Чохели молчал. Он еще надеялся вначале, что все-таки сможет, хотя бы изредка, работать над диссертацией. «Время я как-нибудь найду», — обещал он жене. Но за два года он и строки не добавил к своей научной работе. Какая тут лингвистика! Времени не хватало даже на то, чтобы отвезти больного сына в Абастумани. Веки у Чохели всегда были припухшие от недосыпания. Вставал он с петухами, ложился за полночь, но, как говорится в мудрой сказке, бессонницей землю не пашут. Хлеба в Шираки собирали мало. И все-таки, странное дело, крестьяне любили Симона Чохели. Может, за то, что он вырос на их глазах и с малых лет ходил за плугом и за стадом, как и они. А скорее всего за бескорыстие и честность. Кроме того, народу нравилось, как он остроумно, по-крестьянски решал некоторые житейские дела.

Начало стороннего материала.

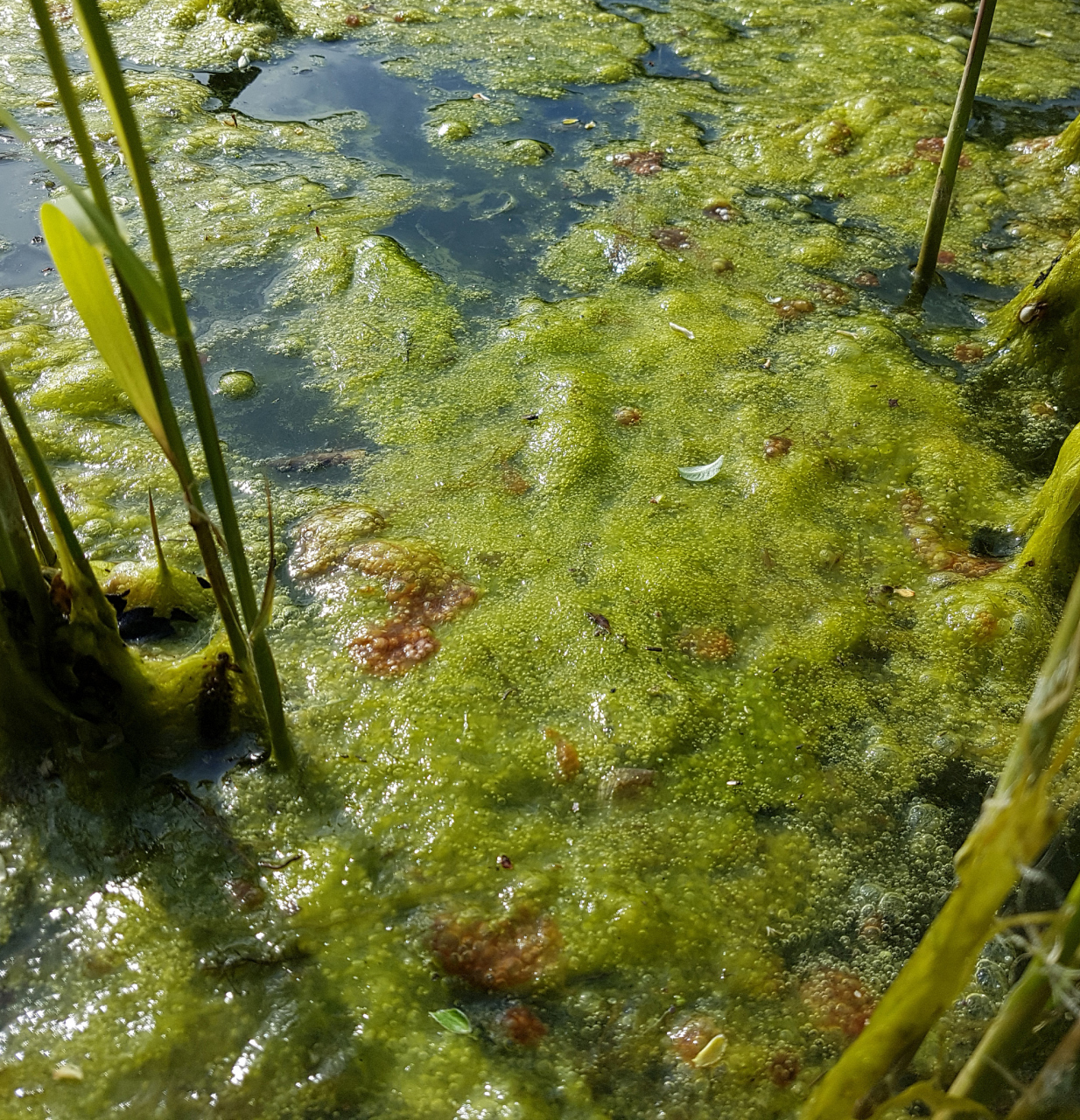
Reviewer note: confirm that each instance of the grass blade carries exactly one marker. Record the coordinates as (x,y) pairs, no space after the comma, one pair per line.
(83,271)
(110,80)
(123,256)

На другой день после выборов новый секретарь райкома Симон Чохели собрал руководящих работников в Доме культуры, чтобы поближе познакомиться с ними и узнать, как идут дела в районе. Едва только начали беседу, как за окнами сверкнула молния и хлынул ливень. Через некоторое время в зале зашумели, началась какая-то возня. Чохели поднял голову — с потолка в нескольких местах текла вода. Люди стали перетаскивать стулья на сухие места, а председатель исполкома Арсен Деисадзе и управляющий банком Резо Варамашвили поспешно подставляли тазы и ведра под струи дождевой воды. Некоторое время Чохели молча наблюдал за всей этой суматохой, потом позвонил в колокольчик и сказал: «Товарищи, я уже узнал все, что хотел узнать. Разговаривать нам сейчас не о чем. Теперь ступайте и займитесь своими делами». Стало совсем тихо, зато громче забарабанили увесистые капли по жестяному тазу. Чохели надел кепку, попрощался и ушел.